FMINIMUM/FMAXIMUM nodes were created to map to the newer standard:

/// FMINIMUM/FMAXIMUM - NaN-propagating minimum/maximum that also treat -0.0
/// as less than 0.0. While FMINNUM_IEEE/FMAXNUM_IEEE follow IEEE 754-2008
/// semantics, FMINIMUM/FMAXIMUM follow IEEE 754-2018 draft semantics.

We could adjust ValueTracking to deal with signed zero, but it seems like a moot point given the divergent NaN behavior discussed in D143056, so just delete this possibility to avoid bugs when converting IR to SDAG.

Diff Detail

Event Timeline

spatel created this revision.Feb 1 2023, 1:06 PM
Herald added a project: Restricted Project. · View Herald TranscriptFeb 1 2023, 1:06 PM
spatel requested review of this revision.Feb 1 2023, 1:06 PM
samparker accepted this revision.Feb 2 2023, 2:09 AM

Thanks for doing this.

It looks like it could cause some unexpected performance hiccups though... So, for the targets that would return the input NaN, do you think it would be worth implementing a target API for ValueTracking so that it could make a decision, or is this something that have to be sunk into the DAGBuilder? Are there any other uses of matchSelectPattern that could also be making a bogus decision?

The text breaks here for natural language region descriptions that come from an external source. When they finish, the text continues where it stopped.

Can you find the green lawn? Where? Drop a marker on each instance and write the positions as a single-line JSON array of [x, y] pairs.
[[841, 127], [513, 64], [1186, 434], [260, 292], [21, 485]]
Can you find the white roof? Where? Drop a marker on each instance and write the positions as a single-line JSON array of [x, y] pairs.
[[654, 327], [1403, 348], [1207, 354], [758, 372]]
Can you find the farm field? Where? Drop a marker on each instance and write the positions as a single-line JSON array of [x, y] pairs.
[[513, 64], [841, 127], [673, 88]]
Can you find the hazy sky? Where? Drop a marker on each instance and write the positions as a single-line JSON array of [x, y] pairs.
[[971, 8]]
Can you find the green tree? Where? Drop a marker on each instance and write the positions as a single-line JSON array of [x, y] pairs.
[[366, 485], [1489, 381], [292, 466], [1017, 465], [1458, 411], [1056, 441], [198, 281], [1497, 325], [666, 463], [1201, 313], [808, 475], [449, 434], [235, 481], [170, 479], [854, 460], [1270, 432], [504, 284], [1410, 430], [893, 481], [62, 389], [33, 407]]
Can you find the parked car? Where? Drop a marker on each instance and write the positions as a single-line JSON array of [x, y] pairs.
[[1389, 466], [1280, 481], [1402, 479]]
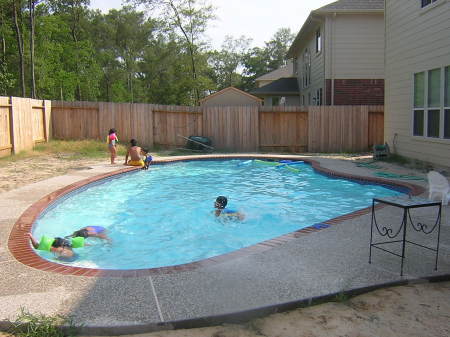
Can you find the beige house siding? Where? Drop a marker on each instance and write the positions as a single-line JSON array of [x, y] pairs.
[[357, 46], [230, 97], [317, 67], [417, 39]]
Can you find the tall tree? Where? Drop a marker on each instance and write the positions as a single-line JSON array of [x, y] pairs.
[[17, 16], [225, 63], [74, 12], [191, 18], [260, 61], [31, 9]]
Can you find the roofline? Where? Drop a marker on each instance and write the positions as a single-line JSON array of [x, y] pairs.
[[228, 89], [278, 93], [316, 15]]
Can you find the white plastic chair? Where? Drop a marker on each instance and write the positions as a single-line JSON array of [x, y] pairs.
[[438, 184]]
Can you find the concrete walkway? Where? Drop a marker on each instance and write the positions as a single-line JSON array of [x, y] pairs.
[[330, 261]]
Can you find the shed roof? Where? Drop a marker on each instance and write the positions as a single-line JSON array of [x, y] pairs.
[[284, 86], [230, 89]]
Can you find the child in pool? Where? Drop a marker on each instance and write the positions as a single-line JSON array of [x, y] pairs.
[[147, 160], [91, 232], [112, 144], [220, 204], [62, 248]]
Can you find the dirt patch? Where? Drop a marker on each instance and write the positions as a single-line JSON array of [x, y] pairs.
[[27, 171]]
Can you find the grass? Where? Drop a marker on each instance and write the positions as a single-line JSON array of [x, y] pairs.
[[76, 149], [66, 149], [39, 325]]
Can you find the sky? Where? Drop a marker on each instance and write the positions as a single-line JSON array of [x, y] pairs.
[[256, 19]]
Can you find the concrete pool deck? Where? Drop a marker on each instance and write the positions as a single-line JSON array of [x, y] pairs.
[[279, 277]]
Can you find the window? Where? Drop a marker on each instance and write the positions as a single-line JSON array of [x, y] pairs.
[[306, 74], [318, 41], [419, 88], [427, 2], [319, 96], [447, 102], [418, 123], [431, 106]]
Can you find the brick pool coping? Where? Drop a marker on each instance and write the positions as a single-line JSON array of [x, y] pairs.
[[20, 247]]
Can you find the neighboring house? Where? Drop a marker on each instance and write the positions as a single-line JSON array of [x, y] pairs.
[[417, 104], [286, 70], [283, 91], [339, 54], [279, 87], [230, 96]]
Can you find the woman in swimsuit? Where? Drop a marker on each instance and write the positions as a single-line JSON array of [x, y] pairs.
[[112, 147], [62, 248]]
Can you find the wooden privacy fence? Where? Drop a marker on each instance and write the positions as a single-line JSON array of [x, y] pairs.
[[23, 123], [232, 128]]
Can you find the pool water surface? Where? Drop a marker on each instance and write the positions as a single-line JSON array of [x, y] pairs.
[[164, 216]]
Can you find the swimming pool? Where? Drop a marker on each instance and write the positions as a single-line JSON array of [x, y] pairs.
[[163, 217]]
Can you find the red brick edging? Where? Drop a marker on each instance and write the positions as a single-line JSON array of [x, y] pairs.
[[21, 249]]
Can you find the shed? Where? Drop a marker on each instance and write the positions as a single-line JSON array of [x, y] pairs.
[[230, 96]]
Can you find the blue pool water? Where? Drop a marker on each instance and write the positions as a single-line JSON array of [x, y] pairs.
[[164, 216]]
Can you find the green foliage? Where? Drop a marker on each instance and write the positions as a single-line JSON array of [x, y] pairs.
[[6, 79], [260, 61], [128, 55], [39, 325]]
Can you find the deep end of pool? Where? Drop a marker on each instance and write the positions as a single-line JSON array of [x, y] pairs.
[[241, 196]]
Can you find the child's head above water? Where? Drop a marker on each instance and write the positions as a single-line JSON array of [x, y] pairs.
[[221, 202], [60, 242], [81, 233]]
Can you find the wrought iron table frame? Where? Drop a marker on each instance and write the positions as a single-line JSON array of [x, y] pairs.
[[418, 227]]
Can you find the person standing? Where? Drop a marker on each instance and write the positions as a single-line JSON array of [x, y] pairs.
[[134, 153], [112, 144]]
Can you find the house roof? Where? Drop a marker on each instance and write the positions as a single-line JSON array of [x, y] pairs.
[[352, 5], [341, 6], [283, 71], [284, 86], [230, 89]]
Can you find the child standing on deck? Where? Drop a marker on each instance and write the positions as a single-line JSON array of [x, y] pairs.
[[112, 144], [147, 160]]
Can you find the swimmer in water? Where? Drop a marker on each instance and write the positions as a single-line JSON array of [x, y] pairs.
[[91, 232], [221, 210], [62, 248]]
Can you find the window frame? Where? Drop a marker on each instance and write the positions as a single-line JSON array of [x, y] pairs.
[[424, 5], [306, 69], [318, 41], [426, 109]]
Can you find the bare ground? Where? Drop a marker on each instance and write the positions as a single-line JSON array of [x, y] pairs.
[[414, 310]]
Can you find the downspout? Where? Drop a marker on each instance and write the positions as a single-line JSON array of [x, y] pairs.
[[331, 57]]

This revision is now accepted and ready to land.Feb 2 2023, 2:09 AM
arsenm added a comment.Feb 2 2023, 2:56 AM

Can you preserve the match with nsz?

I think we need to just rename FMINNUM to FMIN, and have explicit FMINNUM_IEEE2008 (with snan handling and unspecified -0 vs. 0, or whatever version these were introduced), and FMINNUM_IEEE2019 (with specified +0 vs. 0)

Can you preserve the match with nsz?

I'm not sure I follow why signalling is important here? I've noticed that we'll lower FMINNUM to FMINIMUM, in TargetLowering::expandFMINNUM_FMAXNUM, in the absence of any NaNs - but that also doesn't appear to respect the +/-0 issue raised here.

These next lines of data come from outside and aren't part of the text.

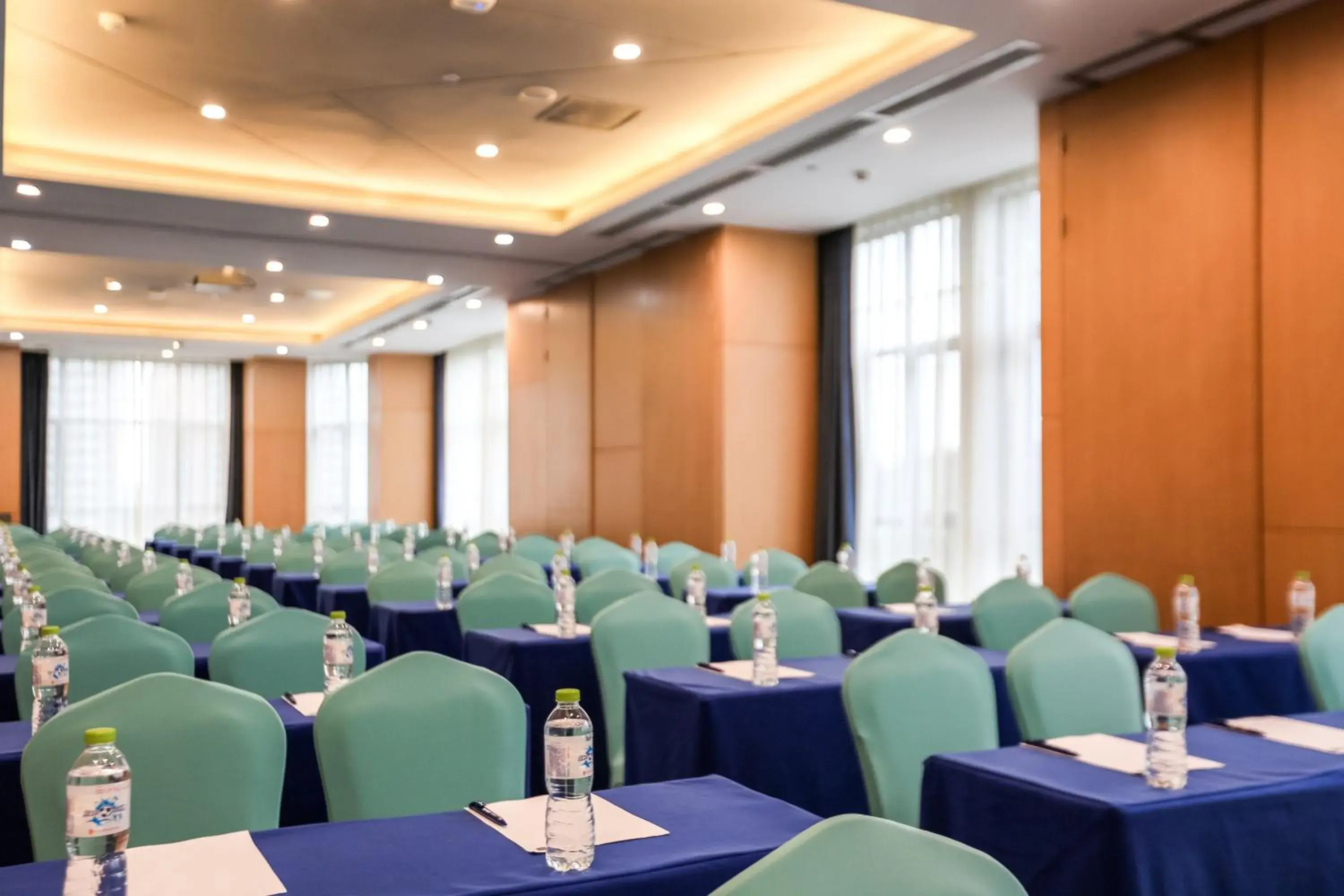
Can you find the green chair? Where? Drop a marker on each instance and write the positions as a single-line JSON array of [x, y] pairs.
[[1010, 610], [1073, 679], [275, 653], [150, 590], [865, 856], [642, 632], [206, 759], [597, 594], [908, 698], [1322, 650], [835, 586], [718, 574], [510, 563], [203, 613], [421, 734], [807, 626], [65, 607], [901, 582], [1115, 603], [504, 601]]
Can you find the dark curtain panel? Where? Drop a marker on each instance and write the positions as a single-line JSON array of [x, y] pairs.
[[835, 400], [439, 440], [236, 443], [33, 452]]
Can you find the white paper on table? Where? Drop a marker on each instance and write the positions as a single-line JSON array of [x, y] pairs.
[[554, 630], [222, 866], [1254, 633], [741, 669], [527, 823], [1151, 640], [1117, 754], [1293, 732]]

arsenm added a comment.Feb 2 2023, 5:30 AM

Can you preserve the match with nsz?

I'm not sure I follow why signalling is important here?

I didn’t say it was, but changing from select to a min introduces quieting which wouldn’t happen before

spatel added a comment.Feb 2 2023, 7:09 AM

It looks like it could cause some unexpected performance hiccups though... So, for the targets that would return the input NaN, do you think it would be worth implementing a target API for ValueTracking so that it could make a decision, or is this something that have to be sunk into the DAGBuilder? Are there any other uses of matchSelectPattern that could also be making a bogus decision?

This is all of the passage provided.